Il servizio di psicologia clinica punta a fare rete, a creare una connessione tra gli interventi psicologici svolti nei vari ambiti, ospedalieri o territoriali.

“In passato si operava a compartimenti stagni, ora abbiamo compreso che l’obiettivo non è curare una patologia, ma prendersi cura di una persona, quindi non è possibile immaginarsi una presa in carico isolata e non dialogante”.

Approccio olistico nelle Case di comunità

L’approccio olistico è, quindi, finalizzato “ad assicurare una continuità”. La più recente riforma regionale promuove la presenza degli psicologi nella Casa di comunità.

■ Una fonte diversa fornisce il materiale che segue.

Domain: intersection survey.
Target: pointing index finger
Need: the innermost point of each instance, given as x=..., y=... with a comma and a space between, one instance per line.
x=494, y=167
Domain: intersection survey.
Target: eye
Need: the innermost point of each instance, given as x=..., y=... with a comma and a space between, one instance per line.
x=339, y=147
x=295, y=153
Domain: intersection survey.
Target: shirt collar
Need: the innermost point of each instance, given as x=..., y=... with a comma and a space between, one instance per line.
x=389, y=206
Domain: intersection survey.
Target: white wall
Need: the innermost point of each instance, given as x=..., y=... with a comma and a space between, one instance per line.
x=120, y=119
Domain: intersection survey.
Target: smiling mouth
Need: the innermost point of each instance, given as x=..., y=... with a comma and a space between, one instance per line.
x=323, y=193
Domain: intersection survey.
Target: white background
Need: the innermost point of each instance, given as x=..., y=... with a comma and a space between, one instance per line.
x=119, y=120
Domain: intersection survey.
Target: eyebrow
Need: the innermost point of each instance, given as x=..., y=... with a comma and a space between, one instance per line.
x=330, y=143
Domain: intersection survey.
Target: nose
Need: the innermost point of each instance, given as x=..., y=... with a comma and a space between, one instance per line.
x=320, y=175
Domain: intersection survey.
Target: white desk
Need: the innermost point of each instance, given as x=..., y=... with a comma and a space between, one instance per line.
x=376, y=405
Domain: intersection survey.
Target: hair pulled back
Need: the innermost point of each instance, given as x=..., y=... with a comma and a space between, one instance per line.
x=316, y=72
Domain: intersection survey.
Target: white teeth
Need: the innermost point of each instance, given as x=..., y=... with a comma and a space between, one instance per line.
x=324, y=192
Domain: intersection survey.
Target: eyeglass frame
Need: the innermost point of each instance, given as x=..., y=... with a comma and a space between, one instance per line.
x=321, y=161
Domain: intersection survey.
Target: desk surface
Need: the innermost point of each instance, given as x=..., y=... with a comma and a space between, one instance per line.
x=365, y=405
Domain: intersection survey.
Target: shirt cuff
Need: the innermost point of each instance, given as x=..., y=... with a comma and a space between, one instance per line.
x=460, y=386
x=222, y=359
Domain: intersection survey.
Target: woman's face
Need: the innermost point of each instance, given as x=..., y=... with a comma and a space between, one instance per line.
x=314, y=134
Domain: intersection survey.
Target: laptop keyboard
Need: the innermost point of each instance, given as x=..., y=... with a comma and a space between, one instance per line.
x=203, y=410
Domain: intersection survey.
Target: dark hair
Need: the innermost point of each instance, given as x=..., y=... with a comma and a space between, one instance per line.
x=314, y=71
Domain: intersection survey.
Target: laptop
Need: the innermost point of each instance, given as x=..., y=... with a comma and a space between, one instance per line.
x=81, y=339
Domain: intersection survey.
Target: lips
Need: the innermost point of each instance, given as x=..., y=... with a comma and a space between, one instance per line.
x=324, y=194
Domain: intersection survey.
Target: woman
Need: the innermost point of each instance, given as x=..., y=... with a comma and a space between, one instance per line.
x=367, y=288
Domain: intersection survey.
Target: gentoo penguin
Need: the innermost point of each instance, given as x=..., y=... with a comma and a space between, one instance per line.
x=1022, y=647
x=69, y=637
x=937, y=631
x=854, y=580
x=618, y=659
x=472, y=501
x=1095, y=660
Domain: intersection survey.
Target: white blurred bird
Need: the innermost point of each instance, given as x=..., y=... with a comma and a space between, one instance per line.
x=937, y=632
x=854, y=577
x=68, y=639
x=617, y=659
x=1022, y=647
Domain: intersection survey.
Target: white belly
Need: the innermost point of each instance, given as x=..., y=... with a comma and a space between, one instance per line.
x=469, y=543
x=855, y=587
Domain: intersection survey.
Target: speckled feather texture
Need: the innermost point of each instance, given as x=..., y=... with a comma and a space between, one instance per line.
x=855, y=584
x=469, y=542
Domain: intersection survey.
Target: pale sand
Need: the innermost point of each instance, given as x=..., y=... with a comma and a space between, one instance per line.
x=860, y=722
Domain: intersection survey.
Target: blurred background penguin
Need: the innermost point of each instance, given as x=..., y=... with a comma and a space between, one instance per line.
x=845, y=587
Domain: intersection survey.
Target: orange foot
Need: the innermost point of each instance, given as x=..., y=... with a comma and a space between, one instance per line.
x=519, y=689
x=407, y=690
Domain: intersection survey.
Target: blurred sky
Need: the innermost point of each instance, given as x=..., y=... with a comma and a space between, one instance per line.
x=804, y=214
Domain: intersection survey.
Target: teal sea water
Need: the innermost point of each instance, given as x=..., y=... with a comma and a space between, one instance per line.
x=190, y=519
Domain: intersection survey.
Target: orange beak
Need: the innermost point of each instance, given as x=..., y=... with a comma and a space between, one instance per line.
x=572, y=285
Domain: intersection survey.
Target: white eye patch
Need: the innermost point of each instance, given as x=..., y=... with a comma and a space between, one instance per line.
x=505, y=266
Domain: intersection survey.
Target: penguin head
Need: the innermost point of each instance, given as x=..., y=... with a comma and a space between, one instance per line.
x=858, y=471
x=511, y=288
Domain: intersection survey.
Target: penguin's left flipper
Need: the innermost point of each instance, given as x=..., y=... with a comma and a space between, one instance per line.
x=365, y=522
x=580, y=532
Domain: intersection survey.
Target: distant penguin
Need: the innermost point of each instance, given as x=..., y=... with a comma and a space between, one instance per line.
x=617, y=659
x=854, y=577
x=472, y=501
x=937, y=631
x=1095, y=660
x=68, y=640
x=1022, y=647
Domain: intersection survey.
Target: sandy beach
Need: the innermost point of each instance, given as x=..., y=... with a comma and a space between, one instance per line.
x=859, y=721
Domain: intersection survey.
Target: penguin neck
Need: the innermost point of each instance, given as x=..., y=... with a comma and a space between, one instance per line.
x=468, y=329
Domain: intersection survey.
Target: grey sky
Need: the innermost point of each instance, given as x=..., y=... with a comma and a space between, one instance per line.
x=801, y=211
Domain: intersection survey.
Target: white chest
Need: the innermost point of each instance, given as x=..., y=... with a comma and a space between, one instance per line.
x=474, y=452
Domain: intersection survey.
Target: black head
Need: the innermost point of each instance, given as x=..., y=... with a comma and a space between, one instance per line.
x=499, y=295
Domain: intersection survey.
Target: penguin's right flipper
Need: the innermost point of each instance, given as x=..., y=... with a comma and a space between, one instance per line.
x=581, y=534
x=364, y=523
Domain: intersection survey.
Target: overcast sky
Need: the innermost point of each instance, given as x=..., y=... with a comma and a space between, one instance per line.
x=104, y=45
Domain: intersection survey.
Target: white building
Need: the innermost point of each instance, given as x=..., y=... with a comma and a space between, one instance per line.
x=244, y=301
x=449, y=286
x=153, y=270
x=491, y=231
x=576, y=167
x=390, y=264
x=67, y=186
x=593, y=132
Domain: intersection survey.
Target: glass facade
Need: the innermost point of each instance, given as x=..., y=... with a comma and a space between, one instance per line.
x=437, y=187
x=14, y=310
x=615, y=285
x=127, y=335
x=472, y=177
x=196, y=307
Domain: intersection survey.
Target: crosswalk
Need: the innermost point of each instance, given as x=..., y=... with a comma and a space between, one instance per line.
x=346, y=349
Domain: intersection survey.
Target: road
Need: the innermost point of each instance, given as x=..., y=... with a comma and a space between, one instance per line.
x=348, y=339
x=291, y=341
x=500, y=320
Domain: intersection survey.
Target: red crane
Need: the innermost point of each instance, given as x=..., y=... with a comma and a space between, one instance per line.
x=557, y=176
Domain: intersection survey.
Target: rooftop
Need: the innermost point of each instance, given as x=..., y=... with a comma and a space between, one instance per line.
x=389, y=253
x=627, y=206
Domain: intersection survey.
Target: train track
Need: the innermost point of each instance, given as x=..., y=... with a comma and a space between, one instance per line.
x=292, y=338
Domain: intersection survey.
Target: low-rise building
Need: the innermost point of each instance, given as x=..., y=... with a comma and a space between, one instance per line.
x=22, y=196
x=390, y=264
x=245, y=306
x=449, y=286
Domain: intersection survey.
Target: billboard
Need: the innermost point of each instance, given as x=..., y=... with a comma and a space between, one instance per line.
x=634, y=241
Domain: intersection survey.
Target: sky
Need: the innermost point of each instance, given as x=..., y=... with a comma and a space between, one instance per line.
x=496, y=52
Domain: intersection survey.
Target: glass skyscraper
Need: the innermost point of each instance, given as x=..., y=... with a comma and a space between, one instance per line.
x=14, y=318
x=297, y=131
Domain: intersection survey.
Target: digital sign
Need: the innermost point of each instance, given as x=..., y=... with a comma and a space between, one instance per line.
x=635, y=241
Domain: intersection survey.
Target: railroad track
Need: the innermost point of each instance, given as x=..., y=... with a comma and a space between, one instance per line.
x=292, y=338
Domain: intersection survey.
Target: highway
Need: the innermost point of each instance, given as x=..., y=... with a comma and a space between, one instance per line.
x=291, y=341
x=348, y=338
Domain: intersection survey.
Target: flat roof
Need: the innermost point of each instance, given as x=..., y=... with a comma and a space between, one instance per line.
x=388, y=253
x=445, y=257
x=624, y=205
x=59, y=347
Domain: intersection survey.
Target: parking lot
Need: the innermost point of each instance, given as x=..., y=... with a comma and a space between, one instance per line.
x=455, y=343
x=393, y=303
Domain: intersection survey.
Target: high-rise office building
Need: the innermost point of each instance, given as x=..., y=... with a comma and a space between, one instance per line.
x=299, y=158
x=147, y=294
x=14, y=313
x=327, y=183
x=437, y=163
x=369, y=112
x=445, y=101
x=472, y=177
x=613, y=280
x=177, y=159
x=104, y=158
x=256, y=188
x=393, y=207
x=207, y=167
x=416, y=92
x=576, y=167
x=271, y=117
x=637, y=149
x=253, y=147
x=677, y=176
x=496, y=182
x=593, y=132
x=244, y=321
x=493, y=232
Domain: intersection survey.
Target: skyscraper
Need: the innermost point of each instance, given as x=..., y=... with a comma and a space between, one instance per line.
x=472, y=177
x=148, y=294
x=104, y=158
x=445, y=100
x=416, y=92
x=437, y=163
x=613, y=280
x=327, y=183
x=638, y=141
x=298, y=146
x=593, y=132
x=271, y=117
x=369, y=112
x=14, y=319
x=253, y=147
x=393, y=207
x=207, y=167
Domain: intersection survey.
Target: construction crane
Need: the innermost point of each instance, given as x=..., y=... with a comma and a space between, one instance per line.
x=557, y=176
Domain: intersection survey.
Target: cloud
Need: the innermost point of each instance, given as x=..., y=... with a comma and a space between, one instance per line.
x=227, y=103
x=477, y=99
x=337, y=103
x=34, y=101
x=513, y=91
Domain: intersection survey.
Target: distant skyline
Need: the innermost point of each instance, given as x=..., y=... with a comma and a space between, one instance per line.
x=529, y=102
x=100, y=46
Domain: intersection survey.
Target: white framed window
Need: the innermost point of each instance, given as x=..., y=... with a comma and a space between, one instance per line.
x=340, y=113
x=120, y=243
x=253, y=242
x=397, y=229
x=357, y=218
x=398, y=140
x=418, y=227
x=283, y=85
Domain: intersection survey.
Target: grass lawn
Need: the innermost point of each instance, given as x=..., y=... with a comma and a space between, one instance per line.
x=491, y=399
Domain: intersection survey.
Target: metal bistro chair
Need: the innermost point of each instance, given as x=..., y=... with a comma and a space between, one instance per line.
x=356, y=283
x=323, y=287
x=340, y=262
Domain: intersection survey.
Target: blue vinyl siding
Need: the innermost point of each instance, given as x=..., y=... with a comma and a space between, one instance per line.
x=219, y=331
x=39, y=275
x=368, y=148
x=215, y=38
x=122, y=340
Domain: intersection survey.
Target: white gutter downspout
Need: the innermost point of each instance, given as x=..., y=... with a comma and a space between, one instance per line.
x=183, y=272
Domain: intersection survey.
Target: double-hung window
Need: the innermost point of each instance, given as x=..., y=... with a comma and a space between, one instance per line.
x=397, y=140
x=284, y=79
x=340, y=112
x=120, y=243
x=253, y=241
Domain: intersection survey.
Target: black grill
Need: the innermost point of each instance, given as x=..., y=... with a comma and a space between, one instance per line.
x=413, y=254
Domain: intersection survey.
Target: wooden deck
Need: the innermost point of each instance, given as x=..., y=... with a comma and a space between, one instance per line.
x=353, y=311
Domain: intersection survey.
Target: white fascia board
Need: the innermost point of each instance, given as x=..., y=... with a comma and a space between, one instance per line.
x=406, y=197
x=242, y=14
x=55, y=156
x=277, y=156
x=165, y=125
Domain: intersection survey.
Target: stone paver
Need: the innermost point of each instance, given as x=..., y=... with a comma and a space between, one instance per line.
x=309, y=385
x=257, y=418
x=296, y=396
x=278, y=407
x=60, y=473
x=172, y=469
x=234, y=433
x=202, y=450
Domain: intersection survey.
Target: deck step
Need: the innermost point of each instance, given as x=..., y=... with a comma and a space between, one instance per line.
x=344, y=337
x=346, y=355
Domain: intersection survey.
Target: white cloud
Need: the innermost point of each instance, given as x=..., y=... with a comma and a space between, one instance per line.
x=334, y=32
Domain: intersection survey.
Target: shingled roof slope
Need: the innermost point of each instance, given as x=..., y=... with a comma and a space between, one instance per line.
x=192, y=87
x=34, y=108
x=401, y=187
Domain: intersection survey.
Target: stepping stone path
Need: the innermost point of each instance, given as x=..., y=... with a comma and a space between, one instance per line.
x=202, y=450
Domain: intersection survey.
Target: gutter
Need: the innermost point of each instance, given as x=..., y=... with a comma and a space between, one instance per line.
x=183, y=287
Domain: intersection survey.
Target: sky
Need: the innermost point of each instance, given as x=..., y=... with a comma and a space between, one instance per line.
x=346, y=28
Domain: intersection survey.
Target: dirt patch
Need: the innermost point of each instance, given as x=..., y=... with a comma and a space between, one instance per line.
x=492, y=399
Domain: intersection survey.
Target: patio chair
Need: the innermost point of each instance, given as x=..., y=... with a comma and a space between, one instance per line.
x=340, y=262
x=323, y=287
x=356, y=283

In via Gramsci, il servizio punterà “a potenziare gli interventi psicologici di primo livello”. Lo psicologo nella Casa di comunità diventa “un anello di congiunzione con la prevenzione, con i medici di base ed i pediatri di libera scelta”.

In equipe verrà integrata anche la figura dello psicologo di comunità “agisce nei contesti esterni, in comunità, appunto. Da questo punto di vista sono già in corso interlocuzioni con gli psicologi scolastici”. Perché il benessere non è un punto d’arrivo, ma parte della nostra quotidianità, una condizione da costruire ed abbracciare, della quale prendersi cura ogni giorno.